La première série de Laetitia Masson s’intéresse aux blessures de l’enfance en nous dressant le portrait de deux petites filles aux destins liés.
Près de deux mois après avoir marqué les spectateurs avec Citoyens clandestins, Laetitia Masson est de retour sur Arte avec une mini-série bouleversante. La réalisatrice, actrice et scénariste française nous livre un show en trois épisodes qui s’intéresse aux blessures profondes de l’enfance, aux parcours de vie et aux destins brisés. Pour incarner ce sujet difficile, la cinéaste s’est entouré « d’acteurs innocents pour incarner des personnages qui sont tous coupables », comme elle le précise dans sa note d’intention.
Elle a donc choisi des comédiennes lumineuses, dont Élodie Bouchez (Pupille, Je verrai toujours vos visages), Lolita Chammah (Drôles d’oiseaux, Copacabana), Aurore Clément (Lacombe Lucien), Hélène Fillières (Mafiosa, le clan) ou encore Anna Mouglalis (Baron noir). Diffusé pour la première fois en 2018, Aurore a touché la chaîne publique, qui a souhaité faire (re)découvrir cette petite pépite à ses spectateurs.
Réparer les vivants
Cette production a une place toute particulière dans le cœur et la vie de Laetitia Masson. En effet, elle marque les premiers pas de la réalisatrice sur le petit écran. Un exercice très différent du cinéma, qui lui a valu de nombreux questionnements. « Pour la télévision, le spectateur n’est pas “captif”, explique-t-elle dans un communiqué d’Arte. Je pensais qu’il fallait donc le “captiver”. Ça voulait dire partir d’une idée concrète, forte, presque choquante – une enfant criminelle –, et ensuite élargir vers le sujet plus large, plus universel qui m’importait : l’enfance, ses dangers, la responsabilité des adultes pour les “prévenir” et la possibilité d’une rédemption. »
La cinéaste nous conte l’histoire d’Aurore et de Maya. La première est malmenée par une mère infantile qui « se donne aux hommes pour boucler ses fins de mois » et l’enfance de la deuxième a été brisée après la mort de son frère. Affamée et réclamant un gâteau à ce dernier, Aurore s’est emportée et l’a accidentellement tué. Cette scène de crime, où l’une est coupable et l’autre témoin, va marquer et lier les deux petites filles pour toujours.

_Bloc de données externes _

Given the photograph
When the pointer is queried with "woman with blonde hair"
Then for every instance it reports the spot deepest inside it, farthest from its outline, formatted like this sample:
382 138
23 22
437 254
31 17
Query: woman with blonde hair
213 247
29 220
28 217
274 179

Pour sa première série, la réalisatrice s’est inspirée des Grandes espérances de Dickens, de Manchester by the Sea de Kenneth Lonergan, mais aussi d’un fait divers qui était le point de départ de ce show. « Mais je n’ai pas cherché à donner au récit une forme de réalité documentaire. Je ne voulais pas prendre le spectateur en otage avec un style faussement réaliste qui aurait provoqué chez lui une émotion primaire, forte, mais l’aurait laissé à l’extérieur de l’histoire. »
Elle a donc pris le parti de présenter une forme « plus romanesque », entre la fable et le western, pour interroger le spectateur et faire émerger de nombreuses questions. « Comment régule-t-on la violence qui est en chacun de nous ? », « Comment apprend-on les limites aux enfants ? », « Quelles responsabilités ont les adultes autour d’eux ? », « Les coupables peuvent-ils réparer le passé ? », « Les victimes peuvent-elles résister, adultes, à la violence générée par leurs blessures d’enfance ? » … Toutes ces pistes de réflexion sont à (re)découvrir ce soir sur Arte, dès 20h55.